An additional observation of human capital is that its value is based on and increased by all of its components working together. This can lead to great synergies – if you are smart, likable, and hard working, those work together to make each one more valuable and to create even more human capital like skills and knowledge. But the reverse is also true – if you have a serious flaw, like you’re incredibly lazy or incredibly unlikable, that single weakness can sap most of the value of your entire human capital and also prevent you from acquiring any more.
Whatever the value of your human capital, it surely increases your personal balance sheet by a healthy margin. That is great news, but it also requires us to think about diversification.
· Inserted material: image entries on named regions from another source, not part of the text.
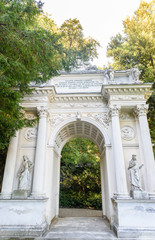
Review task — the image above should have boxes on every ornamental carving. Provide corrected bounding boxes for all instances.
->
[121,126,135,141]
[17,155,33,191]
[134,104,148,117]
[130,68,141,82]
[109,105,121,117]
[87,113,109,128]
[25,113,37,120]
[24,128,37,141]
[49,113,76,127]
[37,106,48,118]
[120,112,134,121]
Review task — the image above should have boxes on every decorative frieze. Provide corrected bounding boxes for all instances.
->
[109,105,121,117]
[24,127,37,141]
[119,112,134,121]
[121,126,135,141]
[37,106,48,117]
[49,113,76,127]
[25,113,37,120]
[134,104,148,116]
[85,112,109,128]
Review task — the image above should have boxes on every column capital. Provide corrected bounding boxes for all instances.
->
[37,106,48,118]
[109,105,121,117]
[134,104,149,117]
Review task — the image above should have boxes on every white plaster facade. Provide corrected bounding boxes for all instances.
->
[0,70,155,237]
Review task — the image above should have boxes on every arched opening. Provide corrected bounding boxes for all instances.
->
[59,138,102,213]
[51,120,107,217]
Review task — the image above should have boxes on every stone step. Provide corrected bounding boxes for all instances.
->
[42,217,117,240]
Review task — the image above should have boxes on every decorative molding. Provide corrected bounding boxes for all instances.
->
[49,113,76,127]
[37,106,48,118]
[130,67,141,82]
[27,96,48,102]
[53,101,106,109]
[119,112,135,121]
[50,95,104,103]
[24,127,37,141]
[121,126,136,141]
[110,95,145,101]
[109,105,121,117]
[134,104,149,117]
[84,112,109,128]
[25,113,37,120]
[102,84,151,100]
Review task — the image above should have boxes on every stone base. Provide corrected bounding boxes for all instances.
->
[111,199,155,239]
[12,190,28,199]
[112,225,155,240]
[0,199,49,239]
[0,223,48,239]
[130,191,149,199]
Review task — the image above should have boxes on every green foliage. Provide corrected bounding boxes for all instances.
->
[0,0,97,149]
[60,18,100,71]
[60,138,102,209]
[107,0,155,149]
[107,0,155,82]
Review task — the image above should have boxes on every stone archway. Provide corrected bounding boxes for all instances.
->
[0,69,155,237]
[50,119,110,216]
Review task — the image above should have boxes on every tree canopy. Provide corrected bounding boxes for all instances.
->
[0,0,98,150]
[107,0,155,148]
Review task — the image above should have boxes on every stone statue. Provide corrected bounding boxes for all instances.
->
[128,155,143,191]
[131,67,141,81]
[18,155,33,191]
[104,67,114,81]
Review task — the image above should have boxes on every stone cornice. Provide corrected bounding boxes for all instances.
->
[24,86,104,102]
[102,84,152,99]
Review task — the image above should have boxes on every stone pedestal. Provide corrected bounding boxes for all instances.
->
[130,191,149,199]
[111,199,155,239]
[0,199,48,236]
[110,105,130,199]
[12,190,29,199]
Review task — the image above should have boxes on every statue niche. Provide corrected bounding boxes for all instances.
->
[17,155,33,192]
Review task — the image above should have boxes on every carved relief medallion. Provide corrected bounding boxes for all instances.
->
[121,126,135,141]
[24,128,37,141]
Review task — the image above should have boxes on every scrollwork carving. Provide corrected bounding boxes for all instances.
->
[24,128,37,141]
[109,105,121,117]
[134,104,148,117]
[37,106,48,118]
[121,126,135,141]
[87,113,109,128]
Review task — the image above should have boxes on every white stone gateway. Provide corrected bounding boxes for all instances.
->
[0,69,155,238]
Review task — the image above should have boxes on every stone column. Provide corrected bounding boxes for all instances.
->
[31,107,48,198]
[135,104,155,198]
[1,131,19,199]
[110,105,129,198]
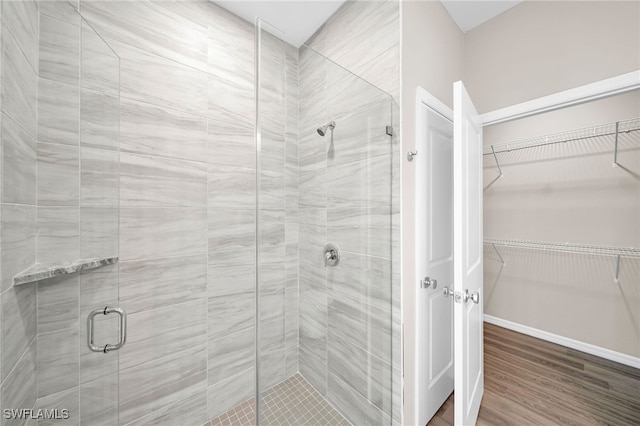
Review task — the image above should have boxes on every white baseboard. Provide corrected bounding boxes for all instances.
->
[484,314,640,369]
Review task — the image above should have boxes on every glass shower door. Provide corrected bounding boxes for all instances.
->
[77,14,121,426]
[256,18,393,425]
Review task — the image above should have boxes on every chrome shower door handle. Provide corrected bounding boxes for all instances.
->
[87,306,127,354]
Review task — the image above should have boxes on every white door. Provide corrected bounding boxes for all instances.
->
[415,88,453,425]
[453,81,484,426]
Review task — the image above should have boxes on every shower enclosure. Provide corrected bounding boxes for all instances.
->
[0,0,400,426]
[256,20,397,424]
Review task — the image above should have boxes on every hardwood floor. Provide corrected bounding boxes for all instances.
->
[429,323,640,426]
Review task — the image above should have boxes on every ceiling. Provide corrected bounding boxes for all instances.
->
[442,0,522,33]
[213,0,522,47]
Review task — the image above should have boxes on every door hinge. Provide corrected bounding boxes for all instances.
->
[453,289,480,304]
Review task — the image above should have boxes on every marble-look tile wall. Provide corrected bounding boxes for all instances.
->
[258,30,298,391]
[27,0,120,424]
[0,1,39,425]
[299,0,402,423]
[299,48,393,424]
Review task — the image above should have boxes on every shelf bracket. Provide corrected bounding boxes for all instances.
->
[611,121,620,168]
[613,255,620,284]
[491,243,507,266]
[484,145,502,191]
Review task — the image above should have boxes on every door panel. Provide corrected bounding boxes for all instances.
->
[453,81,484,426]
[415,92,453,424]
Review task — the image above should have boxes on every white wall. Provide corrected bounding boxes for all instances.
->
[401,1,640,424]
[464,1,640,357]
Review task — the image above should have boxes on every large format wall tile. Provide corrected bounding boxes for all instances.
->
[80,21,120,96]
[327,334,391,414]
[258,311,285,360]
[36,207,80,263]
[82,1,207,71]
[119,344,207,424]
[299,279,327,395]
[208,10,255,127]
[2,285,37,382]
[209,208,256,257]
[0,204,36,292]
[38,327,80,397]
[207,367,256,419]
[327,102,392,167]
[207,245,256,296]
[260,352,288,393]
[2,340,37,426]
[38,143,80,206]
[120,254,207,314]
[120,299,207,371]
[207,120,256,169]
[327,205,392,260]
[37,274,80,333]
[36,387,80,426]
[1,30,38,138]
[327,373,391,425]
[258,260,285,323]
[208,327,256,385]
[259,168,286,210]
[79,316,119,390]
[80,88,121,150]
[208,292,256,339]
[124,392,208,426]
[120,153,207,207]
[2,117,37,205]
[327,292,392,362]
[328,155,391,208]
[80,148,120,207]
[120,207,207,261]
[38,78,80,146]
[79,376,118,426]
[38,0,80,25]
[80,207,118,259]
[120,98,207,161]
[207,164,256,211]
[2,0,38,72]
[327,251,391,311]
[258,209,285,263]
[38,14,80,86]
[80,263,119,321]
[109,38,208,117]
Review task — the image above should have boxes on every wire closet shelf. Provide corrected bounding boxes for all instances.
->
[484,238,640,259]
[482,118,640,155]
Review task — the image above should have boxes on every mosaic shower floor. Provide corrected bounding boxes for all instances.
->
[204,374,351,426]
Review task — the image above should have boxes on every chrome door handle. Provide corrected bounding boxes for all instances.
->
[420,277,438,290]
[87,306,127,353]
[453,289,480,305]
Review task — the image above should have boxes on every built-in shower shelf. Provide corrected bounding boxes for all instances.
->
[13,257,118,285]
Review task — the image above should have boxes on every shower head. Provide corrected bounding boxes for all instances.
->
[317,121,336,136]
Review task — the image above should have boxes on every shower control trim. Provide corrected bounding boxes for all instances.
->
[324,243,340,266]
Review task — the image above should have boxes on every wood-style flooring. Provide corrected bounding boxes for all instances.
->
[429,323,640,426]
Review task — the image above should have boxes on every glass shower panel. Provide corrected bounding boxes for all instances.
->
[78,15,120,426]
[256,23,393,425]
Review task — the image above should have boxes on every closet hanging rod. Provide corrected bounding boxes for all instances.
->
[482,118,640,155]
[484,238,640,259]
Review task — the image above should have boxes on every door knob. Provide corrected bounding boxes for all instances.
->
[420,277,438,290]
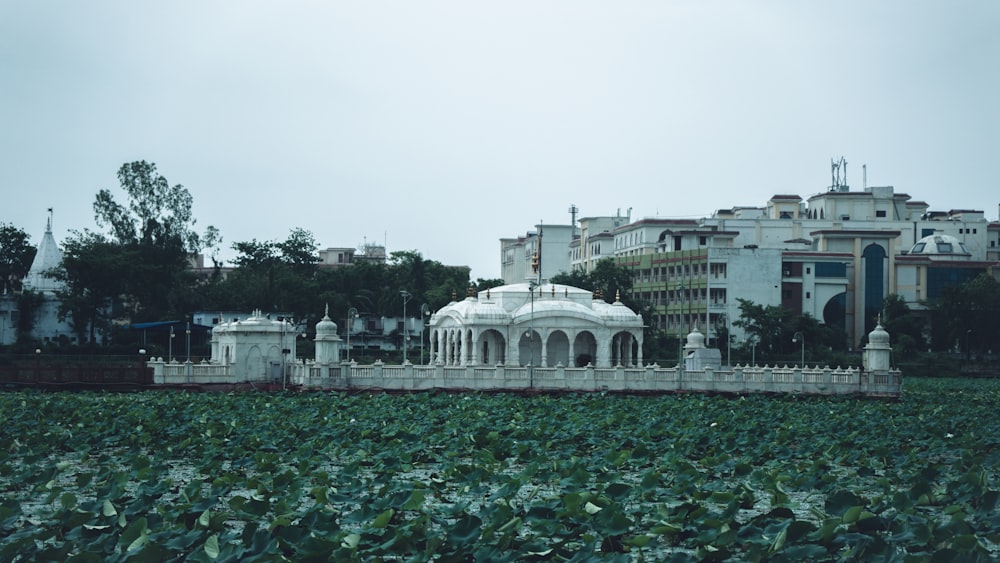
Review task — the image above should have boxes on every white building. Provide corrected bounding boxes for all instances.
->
[211,310,308,382]
[430,283,643,367]
[0,209,78,345]
[504,170,1000,347]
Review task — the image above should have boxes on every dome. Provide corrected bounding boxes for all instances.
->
[316,306,337,336]
[868,322,889,347]
[910,234,970,257]
[433,297,508,324]
[513,299,600,323]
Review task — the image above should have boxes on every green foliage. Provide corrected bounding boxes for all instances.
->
[0,379,1000,561]
[930,273,1000,353]
[884,294,927,357]
[94,160,201,252]
[733,298,857,366]
[56,161,219,326]
[0,223,36,294]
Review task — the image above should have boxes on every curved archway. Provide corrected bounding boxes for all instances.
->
[573,330,597,368]
[545,330,569,367]
[517,330,542,366]
[861,244,886,334]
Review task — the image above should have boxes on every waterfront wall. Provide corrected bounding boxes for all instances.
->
[149,359,902,397]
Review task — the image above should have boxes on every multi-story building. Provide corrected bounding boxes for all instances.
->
[505,174,1000,347]
[500,224,574,283]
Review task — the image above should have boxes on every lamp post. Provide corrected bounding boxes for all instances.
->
[528,281,538,388]
[420,303,431,365]
[792,332,806,369]
[719,313,733,367]
[399,289,413,366]
[345,307,363,363]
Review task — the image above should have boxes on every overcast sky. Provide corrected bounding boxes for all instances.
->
[0,0,1000,279]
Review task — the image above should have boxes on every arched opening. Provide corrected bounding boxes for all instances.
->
[573,331,597,368]
[517,330,542,366]
[476,329,507,365]
[861,244,886,334]
[546,330,569,367]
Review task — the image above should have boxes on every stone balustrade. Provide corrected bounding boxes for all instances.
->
[149,359,902,397]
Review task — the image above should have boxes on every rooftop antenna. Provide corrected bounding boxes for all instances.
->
[830,157,850,192]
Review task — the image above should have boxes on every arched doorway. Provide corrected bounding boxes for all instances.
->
[517,330,542,366]
[545,330,570,367]
[476,329,507,366]
[573,330,597,368]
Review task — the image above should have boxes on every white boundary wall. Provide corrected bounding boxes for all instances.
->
[148,359,902,397]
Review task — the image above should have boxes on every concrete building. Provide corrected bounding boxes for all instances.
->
[505,170,1000,348]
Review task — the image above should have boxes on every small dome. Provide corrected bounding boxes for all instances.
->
[910,235,971,257]
[594,301,642,324]
[513,298,599,323]
[316,305,337,336]
[684,327,705,350]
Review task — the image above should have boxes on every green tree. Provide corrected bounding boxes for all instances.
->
[214,228,323,319]
[0,223,36,293]
[550,258,638,304]
[884,293,927,357]
[928,273,1000,354]
[733,297,792,353]
[82,161,218,322]
[54,231,125,343]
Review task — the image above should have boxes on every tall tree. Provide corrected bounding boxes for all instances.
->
[930,273,1000,352]
[55,231,125,342]
[733,297,792,353]
[94,160,200,252]
[0,223,36,293]
[88,161,218,321]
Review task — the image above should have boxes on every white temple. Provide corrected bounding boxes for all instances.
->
[430,283,643,367]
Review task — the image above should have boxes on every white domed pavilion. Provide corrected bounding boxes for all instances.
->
[430,283,643,367]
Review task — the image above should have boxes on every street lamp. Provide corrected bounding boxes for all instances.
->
[399,289,413,366]
[346,307,358,363]
[792,332,806,369]
[528,281,538,387]
[420,303,431,365]
[747,335,757,367]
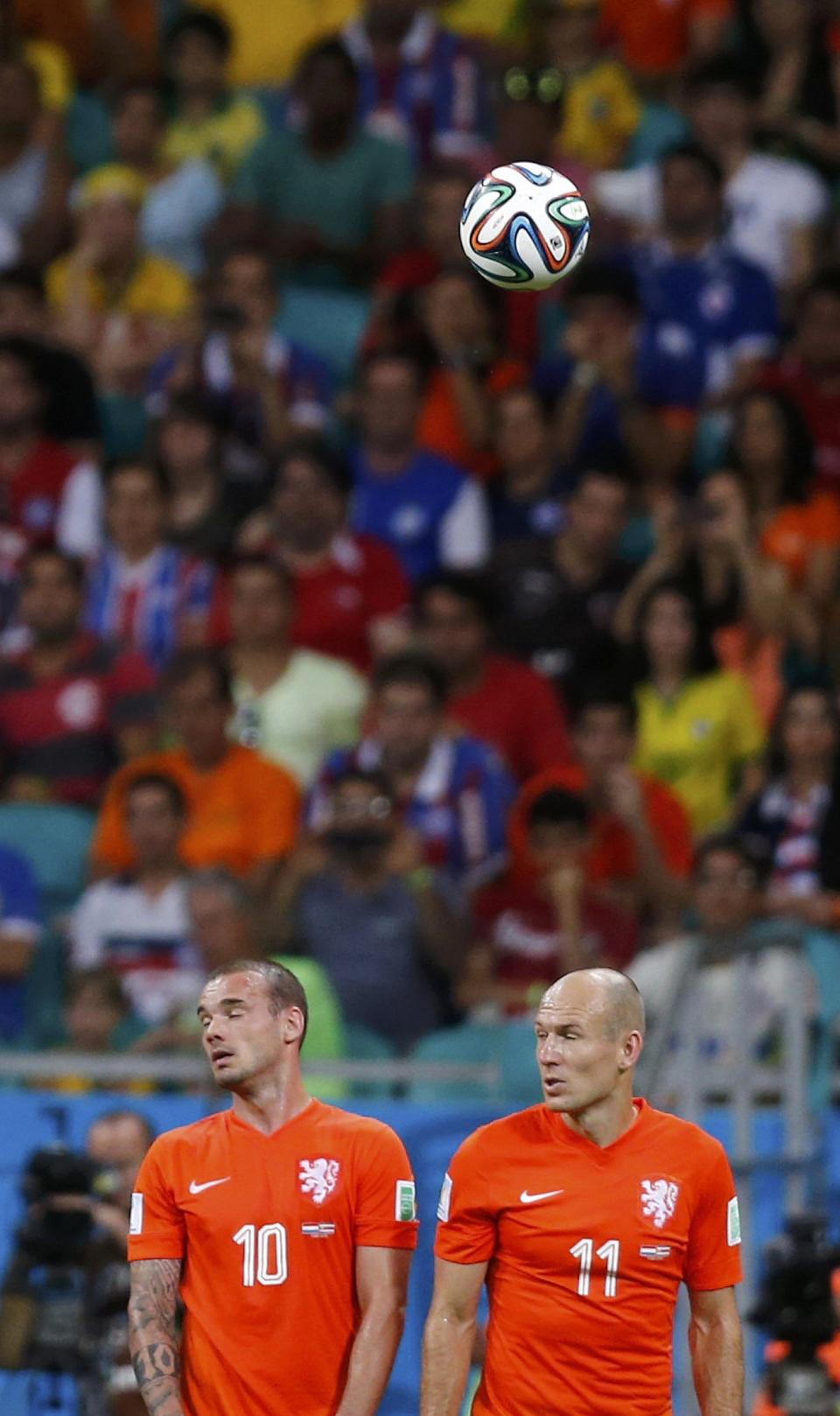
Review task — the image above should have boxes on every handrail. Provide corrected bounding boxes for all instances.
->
[0,1049,500,1090]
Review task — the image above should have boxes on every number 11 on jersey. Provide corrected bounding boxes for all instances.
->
[570,1239,622,1299]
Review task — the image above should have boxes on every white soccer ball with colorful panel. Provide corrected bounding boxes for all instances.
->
[460,163,589,291]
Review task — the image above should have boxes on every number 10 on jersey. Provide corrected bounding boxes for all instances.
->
[570,1239,622,1299]
[234,1225,289,1288]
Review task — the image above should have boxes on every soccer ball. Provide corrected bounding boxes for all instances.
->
[460,163,589,291]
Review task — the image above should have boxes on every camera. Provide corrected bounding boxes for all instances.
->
[749,1214,840,1416]
[0,1146,114,1375]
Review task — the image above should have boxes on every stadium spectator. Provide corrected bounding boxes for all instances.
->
[58,964,147,1064]
[0,845,41,1045]
[0,53,69,266]
[458,788,637,1013]
[0,550,154,806]
[206,0,357,89]
[632,143,779,403]
[187,866,259,974]
[364,163,549,360]
[163,5,265,179]
[46,163,192,394]
[229,557,367,786]
[726,388,840,612]
[153,247,332,459]
[634,580,765,836]
[528,0,641,167]
[92,650,298,887]
[613,470,788,725]
[68,773,204,1024]
[228,39,412,286]
[133,862,260,1055]
[0,339,101,555]
[341,0,481,163]
[416,571,570,782]
[351,353,489,580]
[85,460,215,669]
[0,265,99,454]
[275,766,465,1051]
[487,383,570,550]
[738,0,840,179]
[154,394,259,564]
[627,836,817,1091]
[492,470,634,701]
[85,1107,154,1234]
[762,269,840,495]
[738,687,838,926]
[536,261,705,487]
[600,0,732,82]
[510,681,693,925]
[309,655,514,889]
[11,0,158,89]
[103,80,224,277]
[234,439,410,673]
[592,55,829,291]
[416,262,528,479]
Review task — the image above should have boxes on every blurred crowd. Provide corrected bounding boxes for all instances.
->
[0,0,840,1086]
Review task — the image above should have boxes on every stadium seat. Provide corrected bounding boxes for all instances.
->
[410,1018,540,1107]
[408,1022,500,1103]
[805,929,840,1111]
[18,933,66,1048]
[0,802,94,921]
[279,286,371,381]
[344,1022,396,1099]
[499,1017,542,1107]
[272,955,350,1102]
[622,102,689,167]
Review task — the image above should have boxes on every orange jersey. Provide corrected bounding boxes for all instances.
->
[91,743,300,875]
[435,1100,741,1416]
[129,1100,416,1416]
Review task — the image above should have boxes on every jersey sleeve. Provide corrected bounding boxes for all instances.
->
[435,1136,497,1263]
[682,1141,742,1292]
[129,1139,187,1258]
[354,1125,418,1249]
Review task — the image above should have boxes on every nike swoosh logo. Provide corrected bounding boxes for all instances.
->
[190,1175,231,1195]
[520,1189,563,1205]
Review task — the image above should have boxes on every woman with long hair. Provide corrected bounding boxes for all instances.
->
[738,683,840,925]
[726,388,840,614]
[634,580,765,836]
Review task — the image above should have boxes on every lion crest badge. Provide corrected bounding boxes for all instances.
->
[298,1155,341,1205]
[641,1180,680,1229]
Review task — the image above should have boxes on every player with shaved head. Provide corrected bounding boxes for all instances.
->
[421,969,744,1416]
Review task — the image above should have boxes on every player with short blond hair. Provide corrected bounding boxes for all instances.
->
[129,960,416,1416]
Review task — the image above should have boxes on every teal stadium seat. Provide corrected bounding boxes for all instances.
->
[344,1022,396,1100]
[410,1018,541,1109]
[272,955,350,1102]
[0,802,94,923]
[279,286,371,382]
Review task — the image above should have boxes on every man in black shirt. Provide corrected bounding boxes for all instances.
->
[493,470,632,699]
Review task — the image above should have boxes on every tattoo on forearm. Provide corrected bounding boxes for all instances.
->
[129,1258,181,1416]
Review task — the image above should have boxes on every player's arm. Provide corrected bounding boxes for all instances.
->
[421,1258,486,1416]
[129,1258,184,1416]
[689,1288,744,1416]
[334,1244,412,1416]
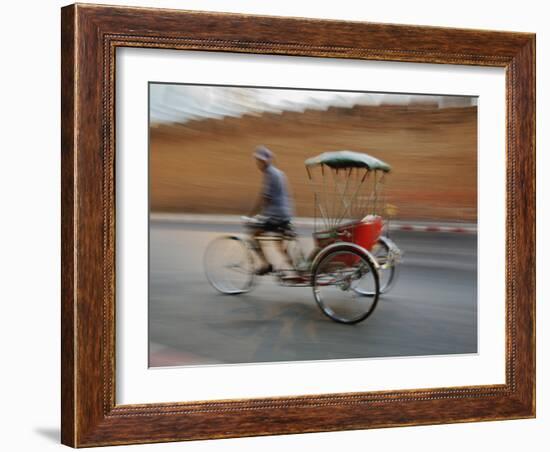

Diversification of financial assets is generally a good thing. If you invest in a variety of assets that don’t move together, you’ll face less risk than if you invest in a single asset.
As an example, let’s return to our guy on the beach with the umbrella drink. What if you learned that every penny he owned was invested in a single company’s stock? His pleasant life of the beach, umbrella drinks, and not working could come to a crashing halt if that company’s fortunes fade. You’d knock the drink out of his hand and scream, “Diversify! Buy more equities, buy some bonds, buy a mix of ETF’s, buy some real estate, buy something else!”
But what if the guy on the beach turned to you, and learned that most of your net worth was tied up in a single asset that could not be sold, required years and years to extract the value, and could suffer a sharp decline or go away completely with no notice? He’d knock the cup of coffee out of your hand and cry, “You’re the one who needs to diversify! Fix your downside risk, start saving like your life depends on it, and improve your woefully unbalanced balance sheet! And while you’re at it, please get me another umbrella drink.”
Giving our beach friend some needed diversification in his liquid investments would not be too hard. Many of us have already done a good job of building a diversified portfolio in our 401K’s or other accounts. But taking his advice and fixing our own balance sheets – if they’re heavily laden with human capital – can be much trickier.
Step one is simply recognizing the problem. Every one of us is asset-based*; it’s just that many of us are less diversified (and sweatier) than we’d like. We all look forward to saving enough money so our balance sheet isn’t dominated by our human capital, but until that happens, we need to pay particular attention to protecting that asset class.
* We’ll still use “asset-based” as the term for our lofty goal of no longer living paycheck to paycheck. But remember that “income-based” is really just asset-based with a pretty poor balance sheet.